Military Spending and Waging War on Hungry Children

Charles W. Elliott

This past week the U.S. House of Representatives approved a budget measure that would spend $29 billion more on war and preparing for war than even the Pentagon wanted. At the same time, the budget measure effectively launches an assault on the poor and hungry.  The New York Times reported that according to Congressional Budget Office estimates, the House bill would push 1.8 million people off food stamps and could cost 280,000 children their school lunch subsidies. It would wipe out  health insurance coverage through the federal and state Children’s Health Insurance Program for 300,000 children. Eliminating the social services block grant to state and local governments would hit child abuse prevention programs, Meals on Wheels and child care.  According to the Center on Budget and Policy Priorities, in addition to cutting off nearly two million people from food stamps, the House Agriculture Committee portion of the budget measure would reduce food stamp benefits for more than 44 million others.  All in all, a quarter of the budget cuts in the bill would come from programs for the poor.

It’s not hard to understand the human impacts of this cost-cutting. Eliminating  school lunch subsidies for 280,000 children will worsen the problem of childhood hunger in the United States, the richest country in the world. Nearly two thirds of K-8 public school teachers say that most (21 percent) or a lot (45 percent) of their students rely on school meals as their primary source of nutrition. “Hunger In Our Schools:
 Share Our Strength’s Teachers Report“, p. 10.  Students are entitled to free lunches if their families’ incomes are below 130 percent of the annual income federal poverty level guideline ($29,055 for a family of four in 2011). Children who are members of households receiving food stamp benefits or cash assistance through the Temporary Assistance for Needy Families block grant, as well as homeless, runaway, and migrant children, also qualify for free meals.

While we turn away hungry children, the bill would provide $632 billion for base defense spending and overseas contingency funds. We suppose that the bill also provides continued funding for such items as the $17,000 drip pan for Black Hawk helicopters and other outrageously wasteful expenditures.

U.S. military expenditures account for 41% of the entire world’s military spending. America currently spends 4.8% of its Gross Domestic Product on the military, about double the global average.  Annual U.S. defense spending represents 57% of the federal government’s discretionary budget. When can we say that we have spent enough?

The Quaker organization Friends Committee on National Legislation has a useful posting called “Starving the Hungry to Feed the Pentagon”.  The post reminds us that “Right Now, Your Action Matters More Than Ever”: 

While we may not have the dollars of Pentagon contractors, we still have something they don’t: our collective power as voters. Studies show that direct meetings with constituents are much more influential in shaping the opinions of members of Congress than visits from professional lobbyists. From May 28th to June 1st, your Senators will be home on recess. It’s not too late to request a visit or to call their offices.

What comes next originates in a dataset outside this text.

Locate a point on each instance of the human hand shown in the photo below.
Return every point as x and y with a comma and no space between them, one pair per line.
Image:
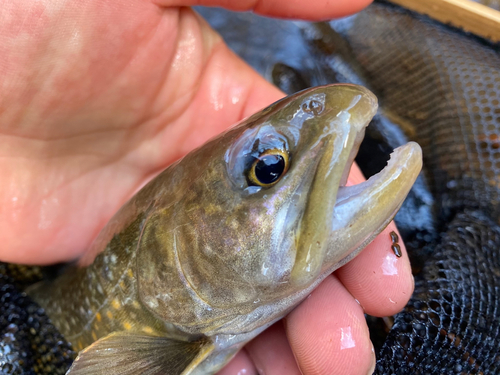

The budget measure passed by the House is not a done deal. The Senate must also adopt a budget measure. Your voices can be heard there.

The political choice to spend more money on war than the military itself requested, and to thus deprive poor children of school lunches–sometimes their only decent meal of the day–is a fundamental distortion of human priorities. It is a choice to take food out of the mouths of children to fund one of the gravest mistakes of humanity. As one blogger recently put it, “The greatest trick the Devil ever pulled was convincing us that we need to spend more money on war, and less on the poor.”